According to the IMF’s “Survey of Emerging European Countries”, Russia and other leading economies in the region must deal with continuing declining productivity. The survey specifies that “…the analysis in this report suggests the largest efficiency gains are likely to come from improving the quality of institutions (protection of property rights, legal systems, and healthcare), increasing the affordability of financial services (especially for small but productive firms), and improving government efficiency.”

Where Does Turkey fit in this Discussion?

When one looks at the various economic organizations across the world, Turkey appears to be a country without a home. They’ve been involved in discussions with the EU to join that group for almost 2 decades, with initial discussions as far back as 1999. The EU continues to be Turkey’s largest trading partner accounting for around 50% of Turkish trade.

Additionally, Turkey collaborates with the Middle East and North Africa (MENA) region, yet is not a formal member of this group. Turkey shares borders with three MENA countries (Syria, Iran, and Iraq); and with three eastern European countries (Armenia, Bulgaria, and Georgia). As Turkey is located in eastern Europe and is so closely tied to the EU, it feels as though any discussion of emerging European markets is remiss if Turkey is not excluded.

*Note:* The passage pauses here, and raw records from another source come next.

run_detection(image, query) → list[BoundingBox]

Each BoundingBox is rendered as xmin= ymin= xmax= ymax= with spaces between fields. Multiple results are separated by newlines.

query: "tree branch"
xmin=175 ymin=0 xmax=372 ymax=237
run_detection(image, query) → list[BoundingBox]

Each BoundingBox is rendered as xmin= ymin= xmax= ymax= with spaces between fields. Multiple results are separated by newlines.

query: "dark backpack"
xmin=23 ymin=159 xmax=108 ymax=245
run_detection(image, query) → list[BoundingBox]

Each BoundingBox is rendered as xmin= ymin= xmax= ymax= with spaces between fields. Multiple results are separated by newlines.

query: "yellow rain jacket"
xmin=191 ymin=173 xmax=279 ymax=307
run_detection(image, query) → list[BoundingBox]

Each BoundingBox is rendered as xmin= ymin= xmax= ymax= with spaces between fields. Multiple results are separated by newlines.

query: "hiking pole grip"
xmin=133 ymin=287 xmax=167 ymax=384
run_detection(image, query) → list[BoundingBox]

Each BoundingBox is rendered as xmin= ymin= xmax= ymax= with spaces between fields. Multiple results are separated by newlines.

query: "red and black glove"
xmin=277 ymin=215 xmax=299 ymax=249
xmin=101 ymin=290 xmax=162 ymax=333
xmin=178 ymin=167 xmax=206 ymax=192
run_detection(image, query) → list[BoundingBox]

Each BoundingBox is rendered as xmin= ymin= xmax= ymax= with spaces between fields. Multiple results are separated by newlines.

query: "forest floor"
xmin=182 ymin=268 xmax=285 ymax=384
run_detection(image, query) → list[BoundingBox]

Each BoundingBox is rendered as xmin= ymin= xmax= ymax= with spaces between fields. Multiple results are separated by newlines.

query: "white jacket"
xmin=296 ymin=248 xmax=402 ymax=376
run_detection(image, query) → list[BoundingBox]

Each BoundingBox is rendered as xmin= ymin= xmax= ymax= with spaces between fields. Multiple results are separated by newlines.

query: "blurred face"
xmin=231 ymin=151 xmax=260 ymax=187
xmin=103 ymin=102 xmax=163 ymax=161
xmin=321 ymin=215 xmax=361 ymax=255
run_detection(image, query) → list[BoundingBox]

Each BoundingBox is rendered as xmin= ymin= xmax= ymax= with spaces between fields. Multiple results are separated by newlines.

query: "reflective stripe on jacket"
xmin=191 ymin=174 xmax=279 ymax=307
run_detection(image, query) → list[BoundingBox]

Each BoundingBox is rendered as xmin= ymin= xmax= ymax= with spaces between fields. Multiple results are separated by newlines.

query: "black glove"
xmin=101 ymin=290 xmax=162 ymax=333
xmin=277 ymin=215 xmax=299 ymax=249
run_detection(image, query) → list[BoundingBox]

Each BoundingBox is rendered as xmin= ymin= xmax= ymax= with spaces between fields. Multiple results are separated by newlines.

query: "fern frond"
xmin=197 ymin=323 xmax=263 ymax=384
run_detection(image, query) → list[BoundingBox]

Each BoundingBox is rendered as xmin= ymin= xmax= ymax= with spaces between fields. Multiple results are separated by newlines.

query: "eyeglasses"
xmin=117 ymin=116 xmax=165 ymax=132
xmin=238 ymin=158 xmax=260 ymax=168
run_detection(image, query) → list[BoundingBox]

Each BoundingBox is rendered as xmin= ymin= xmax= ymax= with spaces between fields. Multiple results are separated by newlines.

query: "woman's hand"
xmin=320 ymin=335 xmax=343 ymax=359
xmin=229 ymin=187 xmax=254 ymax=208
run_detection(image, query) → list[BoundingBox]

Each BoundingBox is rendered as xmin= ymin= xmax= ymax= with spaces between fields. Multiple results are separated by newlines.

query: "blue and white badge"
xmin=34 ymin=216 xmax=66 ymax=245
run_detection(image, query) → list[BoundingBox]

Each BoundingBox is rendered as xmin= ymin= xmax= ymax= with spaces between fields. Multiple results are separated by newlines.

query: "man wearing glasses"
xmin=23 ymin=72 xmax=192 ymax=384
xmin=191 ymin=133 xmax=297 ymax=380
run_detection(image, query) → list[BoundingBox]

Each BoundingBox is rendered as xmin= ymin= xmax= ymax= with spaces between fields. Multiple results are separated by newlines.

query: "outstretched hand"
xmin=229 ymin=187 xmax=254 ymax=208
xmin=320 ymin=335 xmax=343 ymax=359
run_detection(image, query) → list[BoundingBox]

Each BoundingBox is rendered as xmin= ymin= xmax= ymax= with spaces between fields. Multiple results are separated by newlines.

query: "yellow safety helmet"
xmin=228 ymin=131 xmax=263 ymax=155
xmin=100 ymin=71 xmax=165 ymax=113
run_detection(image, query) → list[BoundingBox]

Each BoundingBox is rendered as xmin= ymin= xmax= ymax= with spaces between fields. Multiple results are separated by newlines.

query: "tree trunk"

Turkey’s growth over the past 15 years has been impressive. Their GDP is $1.7 trillion USD, second behind only Russia in the emerging European countries. Turkey’s stated goal is to achieve per capita income of around $25,000 by 2023 compared with only $3,500 in 2000.

Turkey’s largely free-market economy is driven by its industry and service sectors. Its traditional agriculture sector still accounts for about 25% of employment. The automotive, petrochemical and electronics industries have risen in importance and surpassed the traditional textiles and clothing sectors within.

Whether Turkey is officially part of the emerging European markets, it appears to offer a strong are to consider investing in.